Amnon Shashua, cofounder and chief technology officer of the Israeli company Mobileye, lives and works at the vanguard of self-driving cars.
“Autonomous vehicles are really just a platform for artificial intelligence,” he told a rapt audience at an event hosted by the American Friends of Hebrew University in Centre City. That’s essentially a computer that can perceive risks and make split-second driving decisions.
Say what? That’s right. Shashau’s not like the rest of us — he’s an inventor, a teacher, and a prophet about the future we’re all going to be living.
Shashua still teaches full-time as well at Hebrew University in Israel, despite the fact that the company he helped found, Mobileye, was sold to Intel for $15.3 billion in 2017. Mobileye cameras are embedded in 15 million cars around the world, providing a feature that’s now standard technology on most new cars, known as “assisted” driving.
What the professor means by cars as an AI platform is that the artificial intelligence needed to create a safe, self-driving car is such a leap forward in technology that it will be used in other spin-off inventions.
“Cars are the ideal platform for AI — requiring intelligence, perception, decision-making. Very much like playing chess,” he explained. In addition, “imagine a world where a family only needs one self-driving car. It can drop your kids off at school, then you at work, then go pick up your groceries at the store by itself.”

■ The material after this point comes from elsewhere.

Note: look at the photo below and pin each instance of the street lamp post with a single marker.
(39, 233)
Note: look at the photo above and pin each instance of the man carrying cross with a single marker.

Investors want to know: Which companies will be the winners and losers in self-driving car space?
Among players in autonomous vehicles are Uber, Alphabet, Apple, Ford, GM, Waymo, BMW, and Volkswagen. Uber is aiming to return to the self-driving road after Alphabet (GOOG, GOOGL) launched the first U.S. commercial robo-taxi service, called Waymo One, in Arizona.
Uber briefly suspended operations after one of its autonomous cars hit and killed a woman crossing a street in March in Tempe, Ariz. It now plans to run vehicles on a mile loop between its offices in Pittsburgh, not exceeding a speed limit of 25 miles per hour.
Apple (AAPL) “has been highly secretive about what they’re doing,” Shashua said. “It’s very hard to pick winners at this point.”
Traffic deaths are the concept killer and carmakers are trying to solve the problem.
“That’s the biggest challenge, how to guarantee safety,” Shashua said. There are 40,000 driving-related fatalities a year in the U.S. But those are committed by humans.
If 40,000 people were killed by self-driving cars, which are just machines, every year, “society wouldn’t accept that,” he added.
“We wouldn’t accept 10,000 deaths a year by computer-driven cars, even though that’s an improvement. We need absolutely foolproof technology,” he said.
When does he see fully driverless cars arriving commercially? In urban centres, such as Philadelphia, not for many years, he said. And it will likely take even longer in rural areas,
where digital maps required for autonomous vehicles are less accurate.
The soonest a self-driving vehicle might launch is 2021, he estimates.
“And that will be a car that can drive only in good weather. We’ll need another two to four years for cars that can drive themselves in bad weather.”
Just a few weeks ago, Shashua and Volkswagen created a joint venture to commercialize VW autonomous vehicles in Tel Aviv, Israel.
“Until 2021, we’ll just be investing. We’re in development stage only. There are no profits yet” in the self-driving car space, nor does he predict profits anytime soon.
What about decades into the future?
“Once all cars are autonomous, say, in 50 years, we don’t need street lights anymore. We may not need parking lots.”
Shashua wouldn’t be drawn into saying which companies would come out ahead first. And he admits there will be social implications.
“What happens to all the cab drivers and truck drivers? The concept of vehicle ownership will change. It’s more economical not to own a car in many cities, so you and your neighbour in the future might share a driverless car. Even Uber admits the drivers represent 50 percent of the cost of its business,” he said. Thus, it’s in Uber’s interest to push for self-driving cars.
Legacy American automakers such as GM and Ford “are excited about this disruption, even though they may sell fewer cars. They realize the market is changing to a ‘mobility’ market, rather than a car market.”
What does an innovator like Shashua like to read?
“I used to read novels, until about 10 years ago. I had to stop because all I read now is technical and scientific journals.”
Shashua spoke for about an hour at the invitation of local businessman Herb Sachs, who endowed the professor’s chair at Hebrew University. It’s Israel’s oldest and largest university. The campus is no stranger to genius: One of Hebrew University’s earliest founders was Albert Einstein.